MURDER ON THE ORIENT EXPRESS IS A DEADLY DULL RIDE, Kyle Smith writes at NRO:

Branagh seems to think the comfort-food aspect of the material is enough to attract an audience, but both the costumes and the sets carry a distinctly second-rate air, probably because the top talents in those fields are busy working in other, more contemporary genres. The movie’s main selling point, its supposed “all-star cast,” isn’t really effective either. Where is the glamour here? Cruz, frumpy and frowning, is utterly charmless. Depp has lost the rakish glint in his eye. Ridley may have been excellent as the young Jedi in Star Wars: The Force Awakens, but she barely registers here. Odom, who made a splash in Broadway’s Hamilton, has even less to contribute. Gad, still best known as the voice of the snowman in Frozen, is strictly a broad comic and fails to bring any shadiness to his deceitful character. And Dench is simply bored. The feeling is contagious: I couldn’t wait to get off this cramped, stuffy, airless ride.

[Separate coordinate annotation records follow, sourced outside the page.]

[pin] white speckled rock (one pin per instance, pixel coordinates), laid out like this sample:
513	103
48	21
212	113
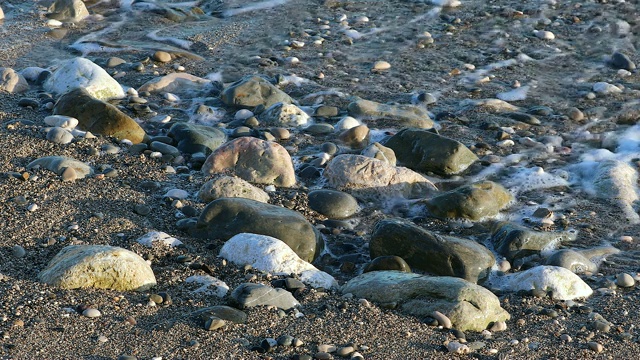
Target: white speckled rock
274	256
81	72
98	266
564	284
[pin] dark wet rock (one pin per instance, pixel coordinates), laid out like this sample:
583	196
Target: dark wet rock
333	204
402	115
388	262
471	202
249	295
98	116
252	91
253	160
430	252
515	241
226	217
424	151
191	138
468	306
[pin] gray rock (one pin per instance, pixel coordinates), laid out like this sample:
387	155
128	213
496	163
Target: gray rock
193	138
401	115
98	116
424	151
472	202
253	160
468	306
98	266
58	164
333	204
59	135
389	262
374	179
229	186
252	91
515	241
249	295
70	10
12	82
433	253
226	217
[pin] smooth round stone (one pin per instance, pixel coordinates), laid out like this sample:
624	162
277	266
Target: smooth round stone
18	251
625	280
162	56
333	204
390	262
91	313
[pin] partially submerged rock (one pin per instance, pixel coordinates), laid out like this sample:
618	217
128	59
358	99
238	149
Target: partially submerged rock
98	266
430	252
468	306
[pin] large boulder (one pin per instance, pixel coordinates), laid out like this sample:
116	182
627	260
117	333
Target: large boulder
226	217
253	160
370	178
271	255
98	266
468	306
12	82
251	91
229	186
98	116
472	202
424	151
430	252
401	115
83	73
562	283
193	138
515	241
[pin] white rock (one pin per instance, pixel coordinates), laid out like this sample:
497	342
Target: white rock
152	237
269	254
81	72
210	285
564	284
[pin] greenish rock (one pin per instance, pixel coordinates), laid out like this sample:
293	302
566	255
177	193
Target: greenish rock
251	91
515	241
193	138
98	116
333	204
226	217
424	151
389	262
98	266
469	307
472	202
229	186
58	164
402	115
430	252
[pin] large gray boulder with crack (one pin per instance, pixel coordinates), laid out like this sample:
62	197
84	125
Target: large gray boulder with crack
251	91
430	252
254	160
401	115
472	202
425	151
192	138
467	305
98	117
98	266
226	217
515	241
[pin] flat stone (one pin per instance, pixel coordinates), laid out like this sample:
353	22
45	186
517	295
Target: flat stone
431	252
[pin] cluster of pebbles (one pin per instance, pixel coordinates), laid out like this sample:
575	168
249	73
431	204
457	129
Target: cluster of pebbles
371	180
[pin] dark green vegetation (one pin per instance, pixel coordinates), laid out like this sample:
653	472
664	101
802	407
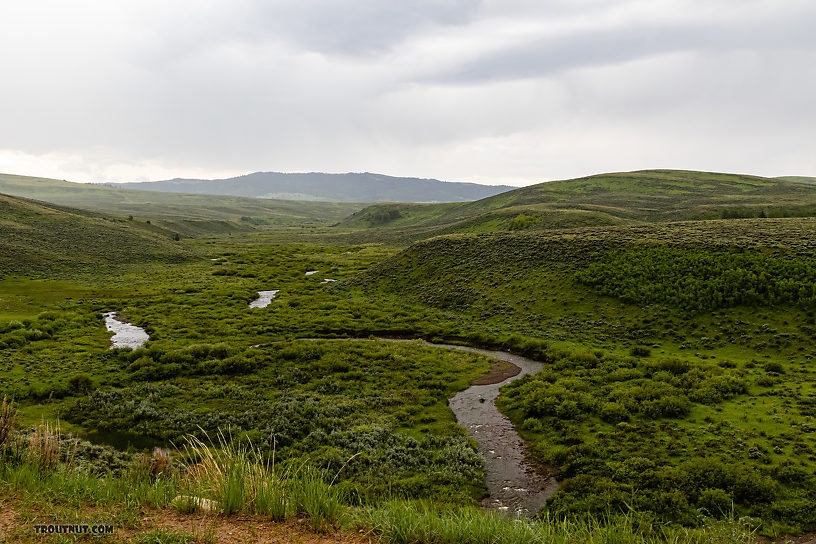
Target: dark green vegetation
679	387
689	390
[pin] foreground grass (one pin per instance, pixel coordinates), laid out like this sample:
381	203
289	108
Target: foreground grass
231	478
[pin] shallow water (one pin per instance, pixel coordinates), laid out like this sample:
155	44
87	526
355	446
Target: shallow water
125	334
512	482
264	299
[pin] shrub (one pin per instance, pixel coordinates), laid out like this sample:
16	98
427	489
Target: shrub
640	351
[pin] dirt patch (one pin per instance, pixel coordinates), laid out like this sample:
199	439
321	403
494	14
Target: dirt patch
499	371
199	528
241	529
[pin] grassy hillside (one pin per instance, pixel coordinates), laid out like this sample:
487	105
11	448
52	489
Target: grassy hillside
186	214
350	187
605	199
37	238
682	375
798	179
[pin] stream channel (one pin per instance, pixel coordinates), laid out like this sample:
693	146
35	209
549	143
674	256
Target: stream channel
512	482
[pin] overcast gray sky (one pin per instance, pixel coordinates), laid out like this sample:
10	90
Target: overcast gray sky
493	91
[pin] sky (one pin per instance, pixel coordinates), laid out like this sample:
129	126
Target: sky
489	91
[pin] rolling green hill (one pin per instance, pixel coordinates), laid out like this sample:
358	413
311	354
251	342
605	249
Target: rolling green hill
350	187
37	238
601	200
187	214
680	356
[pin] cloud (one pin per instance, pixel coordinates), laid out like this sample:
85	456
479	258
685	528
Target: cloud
490	90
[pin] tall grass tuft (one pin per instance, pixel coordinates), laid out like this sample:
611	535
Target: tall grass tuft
235	475
320	501
44	446
7	413
405	522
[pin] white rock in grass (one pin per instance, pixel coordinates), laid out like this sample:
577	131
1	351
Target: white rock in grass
190	502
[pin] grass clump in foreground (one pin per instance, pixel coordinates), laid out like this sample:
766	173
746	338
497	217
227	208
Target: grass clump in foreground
235	477
232	476
404	522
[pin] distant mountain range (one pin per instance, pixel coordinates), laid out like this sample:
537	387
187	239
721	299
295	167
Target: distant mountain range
352	187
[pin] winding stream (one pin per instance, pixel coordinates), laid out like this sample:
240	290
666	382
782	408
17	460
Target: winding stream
125	335
512	482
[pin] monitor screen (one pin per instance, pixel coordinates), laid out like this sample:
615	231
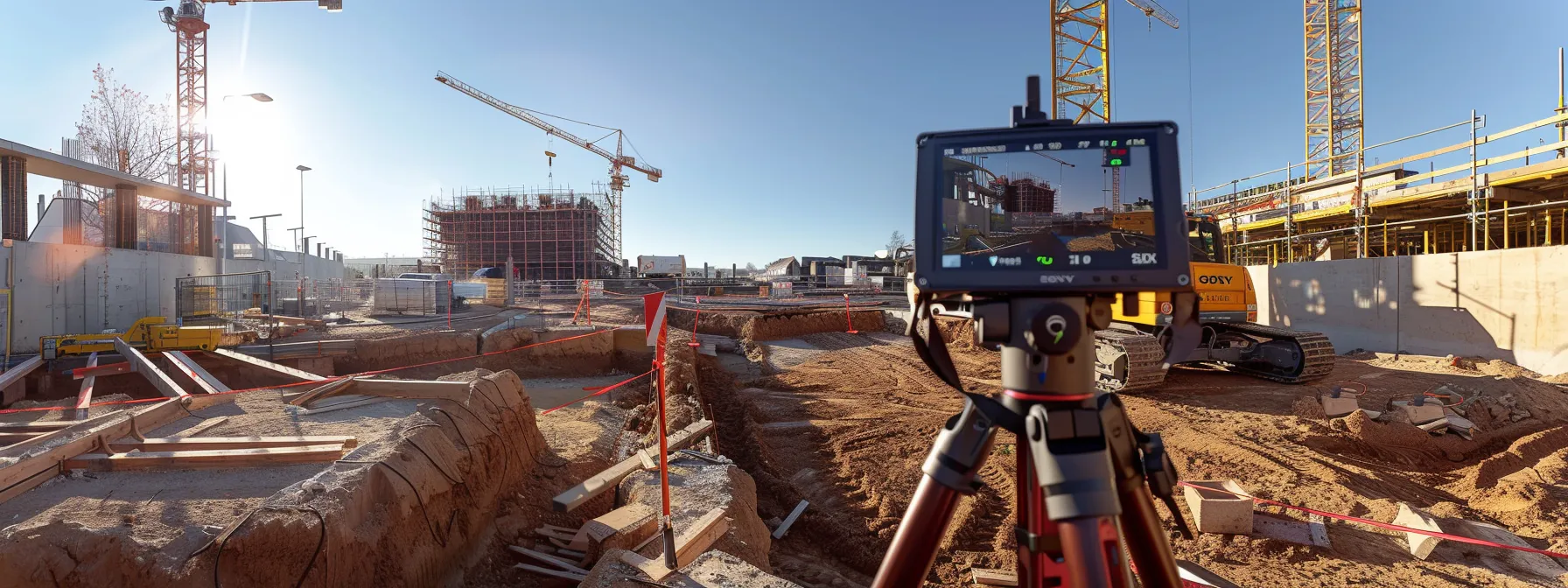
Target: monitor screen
1076	204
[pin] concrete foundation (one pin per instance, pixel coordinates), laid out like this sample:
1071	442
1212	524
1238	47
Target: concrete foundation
61	289
1496	304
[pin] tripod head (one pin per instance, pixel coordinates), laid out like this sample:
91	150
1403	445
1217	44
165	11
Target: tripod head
1037	267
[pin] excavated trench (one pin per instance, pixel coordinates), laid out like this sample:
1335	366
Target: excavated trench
416	502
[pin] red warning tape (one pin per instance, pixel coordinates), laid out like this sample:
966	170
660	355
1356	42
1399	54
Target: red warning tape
1379	524
601	392
318	382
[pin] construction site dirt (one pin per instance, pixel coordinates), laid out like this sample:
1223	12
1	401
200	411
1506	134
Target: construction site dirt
849	421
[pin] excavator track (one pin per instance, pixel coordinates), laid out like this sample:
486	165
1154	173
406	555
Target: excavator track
1318	354
1126	361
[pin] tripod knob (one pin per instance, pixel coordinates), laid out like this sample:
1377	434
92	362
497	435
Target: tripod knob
1055	330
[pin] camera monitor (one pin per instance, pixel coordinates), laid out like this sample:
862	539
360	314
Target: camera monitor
1051	209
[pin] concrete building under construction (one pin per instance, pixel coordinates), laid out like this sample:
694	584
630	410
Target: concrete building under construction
550	234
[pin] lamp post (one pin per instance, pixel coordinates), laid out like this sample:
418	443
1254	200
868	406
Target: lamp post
223	237
265	256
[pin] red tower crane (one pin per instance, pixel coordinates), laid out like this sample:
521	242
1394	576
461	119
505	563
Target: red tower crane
192	160
618	160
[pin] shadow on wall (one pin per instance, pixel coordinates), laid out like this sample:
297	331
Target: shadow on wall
1496	304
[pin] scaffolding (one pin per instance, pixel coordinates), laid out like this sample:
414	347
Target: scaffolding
548	234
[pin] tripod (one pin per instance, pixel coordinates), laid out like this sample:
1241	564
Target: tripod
1085	474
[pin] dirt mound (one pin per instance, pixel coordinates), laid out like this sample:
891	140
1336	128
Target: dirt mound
795	325
726	324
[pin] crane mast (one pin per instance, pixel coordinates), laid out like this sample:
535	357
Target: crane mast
1081	63
618	160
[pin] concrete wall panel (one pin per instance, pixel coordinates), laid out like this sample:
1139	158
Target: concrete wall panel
63	289
1496	304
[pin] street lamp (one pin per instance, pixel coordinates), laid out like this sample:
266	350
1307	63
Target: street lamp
223	239
265	255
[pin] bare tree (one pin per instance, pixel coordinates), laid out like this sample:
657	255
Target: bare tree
894	243
120	129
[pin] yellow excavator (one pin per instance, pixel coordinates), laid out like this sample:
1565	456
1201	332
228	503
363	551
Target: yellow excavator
1128	354
144	334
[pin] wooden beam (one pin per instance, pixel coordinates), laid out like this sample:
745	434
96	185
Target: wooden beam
204	425
38	459
552	572
269	366
993	578
548	558
195	372
778	534
206	458
21	370
609	479
201	444
102	370
144	366
85	394
37	425
429	389
700	536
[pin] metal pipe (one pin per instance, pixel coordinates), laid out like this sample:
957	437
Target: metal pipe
1418	220
1474	186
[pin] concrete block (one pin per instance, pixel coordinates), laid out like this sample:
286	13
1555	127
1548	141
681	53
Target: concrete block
1215	512
625	528
631	338
1419	544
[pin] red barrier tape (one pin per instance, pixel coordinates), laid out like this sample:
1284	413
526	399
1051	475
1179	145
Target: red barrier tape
1379	524
601	392
322	382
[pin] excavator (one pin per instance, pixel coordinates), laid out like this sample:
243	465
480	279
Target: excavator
1130	352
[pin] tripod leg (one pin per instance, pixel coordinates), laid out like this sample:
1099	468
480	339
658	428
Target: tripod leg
957	455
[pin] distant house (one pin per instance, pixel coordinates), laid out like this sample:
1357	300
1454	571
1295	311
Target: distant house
780	269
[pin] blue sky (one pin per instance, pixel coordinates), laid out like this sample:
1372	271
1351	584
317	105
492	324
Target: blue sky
783	129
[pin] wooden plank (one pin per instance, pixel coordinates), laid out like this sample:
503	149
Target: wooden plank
143	366
654	568
269	366
85	394
102	370
21	370
322	391
339	407
778	534
552	572
548	558
700	536
195	444
609	479
204	425
429	389
37	425
46	452
993	578
195	372
206	458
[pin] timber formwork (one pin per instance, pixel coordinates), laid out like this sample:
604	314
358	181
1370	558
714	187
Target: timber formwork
548	234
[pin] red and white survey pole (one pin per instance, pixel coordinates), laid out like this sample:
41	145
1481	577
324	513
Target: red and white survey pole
655	325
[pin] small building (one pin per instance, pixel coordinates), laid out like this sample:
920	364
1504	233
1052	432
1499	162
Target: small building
780	269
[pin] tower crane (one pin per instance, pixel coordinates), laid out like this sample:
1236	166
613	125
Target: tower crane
193	162
618	160
1081	63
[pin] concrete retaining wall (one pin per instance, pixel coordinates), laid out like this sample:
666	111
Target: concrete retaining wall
1496	304
61	289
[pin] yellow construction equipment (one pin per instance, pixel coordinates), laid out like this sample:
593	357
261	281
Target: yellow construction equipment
1128	354
148	334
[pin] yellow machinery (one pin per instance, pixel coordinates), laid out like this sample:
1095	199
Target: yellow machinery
146	334
1128	354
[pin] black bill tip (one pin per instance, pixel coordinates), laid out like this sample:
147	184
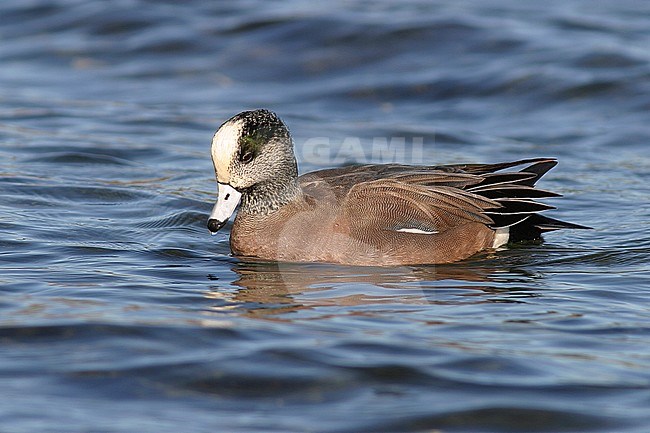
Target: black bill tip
215	225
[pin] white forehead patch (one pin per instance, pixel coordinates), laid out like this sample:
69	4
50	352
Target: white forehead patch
224	149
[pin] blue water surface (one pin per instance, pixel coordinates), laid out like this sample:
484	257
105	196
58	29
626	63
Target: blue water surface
119	313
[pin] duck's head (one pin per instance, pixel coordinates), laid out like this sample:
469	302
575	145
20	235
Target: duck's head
252	153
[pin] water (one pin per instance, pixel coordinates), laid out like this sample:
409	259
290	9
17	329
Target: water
119	313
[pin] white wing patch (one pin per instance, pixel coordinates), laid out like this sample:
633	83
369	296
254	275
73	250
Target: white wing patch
224	149
501	237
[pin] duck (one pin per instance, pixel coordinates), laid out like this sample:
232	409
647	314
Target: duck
367	214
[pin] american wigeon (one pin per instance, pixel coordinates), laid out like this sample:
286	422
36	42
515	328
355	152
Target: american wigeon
387	214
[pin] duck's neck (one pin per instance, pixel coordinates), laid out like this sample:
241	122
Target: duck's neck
268	197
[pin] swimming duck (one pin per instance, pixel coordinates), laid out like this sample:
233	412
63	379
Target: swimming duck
371	214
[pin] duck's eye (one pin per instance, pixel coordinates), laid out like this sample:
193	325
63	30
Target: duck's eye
246	157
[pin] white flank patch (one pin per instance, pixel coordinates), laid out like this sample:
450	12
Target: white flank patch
417	231
501	237
224	149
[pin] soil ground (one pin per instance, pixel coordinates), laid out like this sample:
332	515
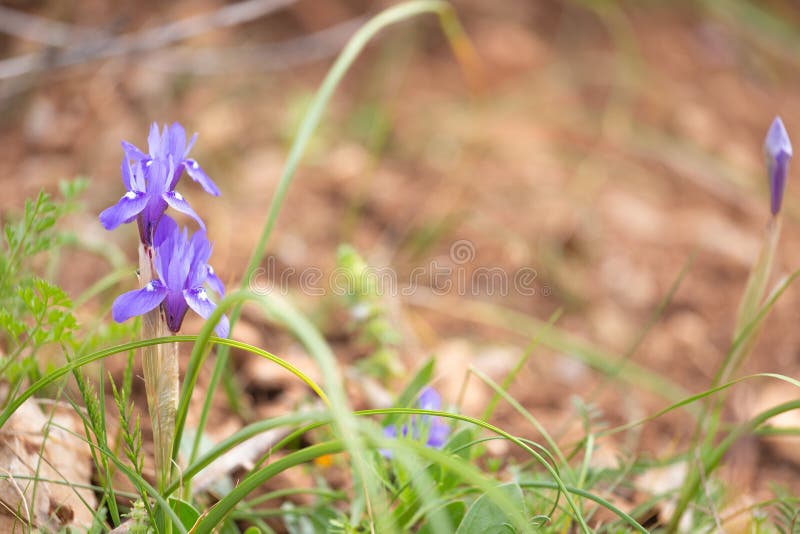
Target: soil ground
602	149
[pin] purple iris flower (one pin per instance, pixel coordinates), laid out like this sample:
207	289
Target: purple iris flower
434	430
171	142
148	195
182	267
778	150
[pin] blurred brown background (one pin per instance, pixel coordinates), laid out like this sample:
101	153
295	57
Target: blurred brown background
606	144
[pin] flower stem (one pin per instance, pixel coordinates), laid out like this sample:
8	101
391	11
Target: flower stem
160	366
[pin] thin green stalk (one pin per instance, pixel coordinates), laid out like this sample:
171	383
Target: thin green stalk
311	120
712	458
160	369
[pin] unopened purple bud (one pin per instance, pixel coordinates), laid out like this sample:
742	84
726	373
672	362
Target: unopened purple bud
778	150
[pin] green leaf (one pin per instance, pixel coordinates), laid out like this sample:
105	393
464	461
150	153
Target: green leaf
454	511
187	513
486	517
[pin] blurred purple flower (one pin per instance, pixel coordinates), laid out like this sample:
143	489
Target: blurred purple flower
778	150
171	142
434	430
182	267
148	195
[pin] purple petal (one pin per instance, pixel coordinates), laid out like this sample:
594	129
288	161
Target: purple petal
198	300
777	141
214	282
778	149
178	203
197	174
167	228
176	141
125	171
154	141
128	207
132	152
175	309
189	146
139	301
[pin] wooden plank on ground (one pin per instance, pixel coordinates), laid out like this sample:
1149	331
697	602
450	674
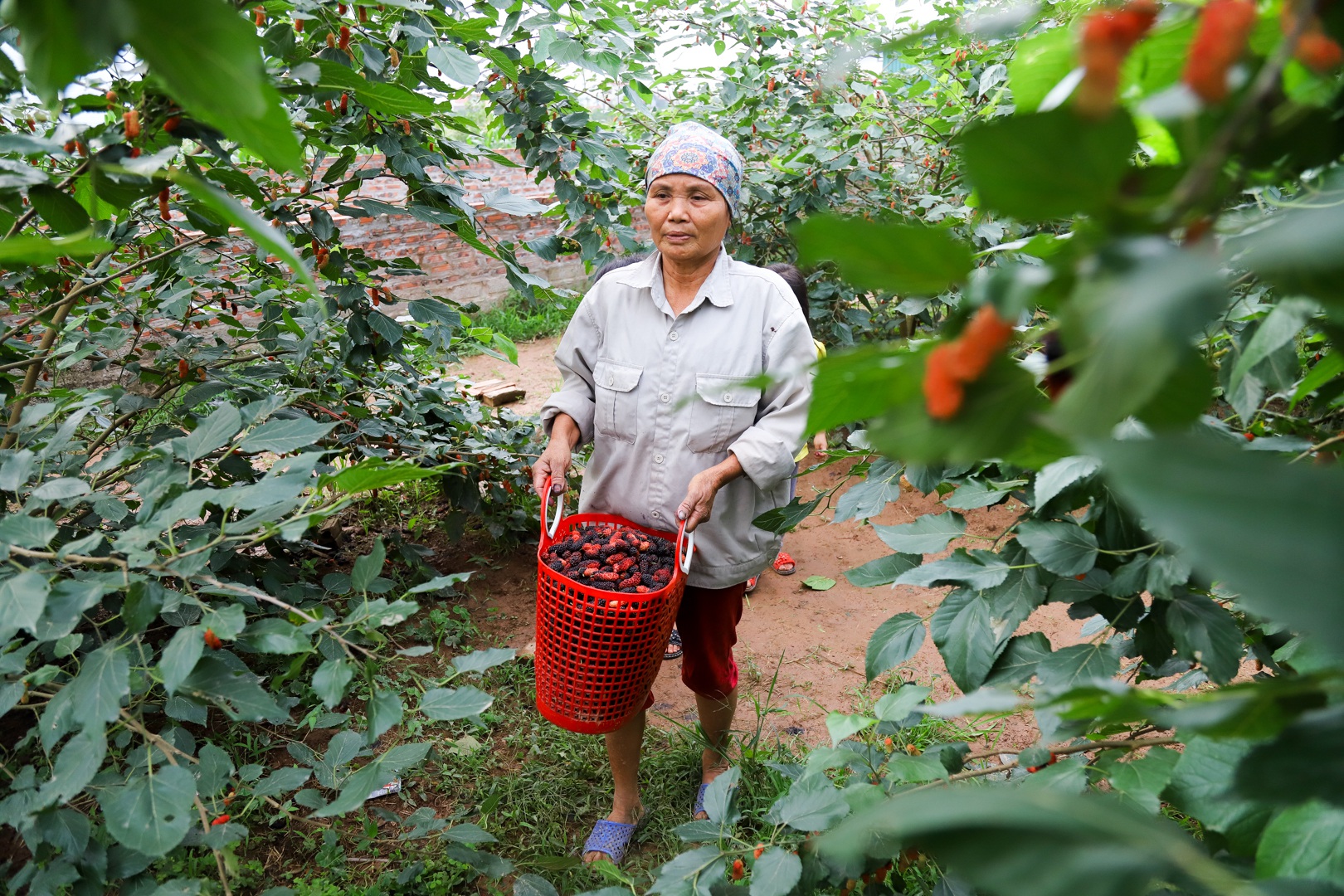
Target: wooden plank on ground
503	395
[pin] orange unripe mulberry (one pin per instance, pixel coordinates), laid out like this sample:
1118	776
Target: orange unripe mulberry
1319	52
1225	26
1108	38
962	360
942	391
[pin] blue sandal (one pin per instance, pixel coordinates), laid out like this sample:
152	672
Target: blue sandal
611	839
699	801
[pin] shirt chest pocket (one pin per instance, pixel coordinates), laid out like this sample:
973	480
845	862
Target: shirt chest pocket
617	409
722	410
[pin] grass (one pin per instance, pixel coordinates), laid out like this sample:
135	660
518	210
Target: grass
522	321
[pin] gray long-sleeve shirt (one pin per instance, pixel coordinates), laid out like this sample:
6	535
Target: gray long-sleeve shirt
665	397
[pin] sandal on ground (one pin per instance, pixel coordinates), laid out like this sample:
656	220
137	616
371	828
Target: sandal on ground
699	802
674	650
611	839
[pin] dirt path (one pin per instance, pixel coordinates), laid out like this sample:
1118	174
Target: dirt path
815	640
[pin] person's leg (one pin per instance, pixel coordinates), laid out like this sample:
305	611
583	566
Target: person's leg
622	751
707	621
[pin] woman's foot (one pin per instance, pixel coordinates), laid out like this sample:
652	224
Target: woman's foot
674	650
621	837
713	766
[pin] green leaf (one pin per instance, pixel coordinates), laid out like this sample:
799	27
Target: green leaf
811	804
1058	476
1273	539
331	680
375	473
776	874
533	885
281	781
151	815
1079	664
1301	763
378	95
284	436
689	874
1040	63
58	208
1064	548
975	568
212	433
27	531
468	833
894	642
888	257
1142	781
882	571
930	533
962	627
449	704
1140	329
455	63
895	707
41	251
1298	250
368	567
240	215
1304	843
1199	787
197	46
841	726
479	661
1019	661
869	497
1050	164
979	494
1207	635
863	383
721	798
1012	840
1274	332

Besides, there can be only one Poirot, and that’s David Suchet, and he made his own version of Murder on the Orient Express in 2010. You can get a sense of how his and Branagh’s version differ in quality by their respective IMDB ratings:

Suchet’s version is in many ways, the culmination of all of the work he put in portraying the character from 1989 to 2013; if you’re a fan of his ITV series (which ran for years on PBS and later A&E), rent that version instead.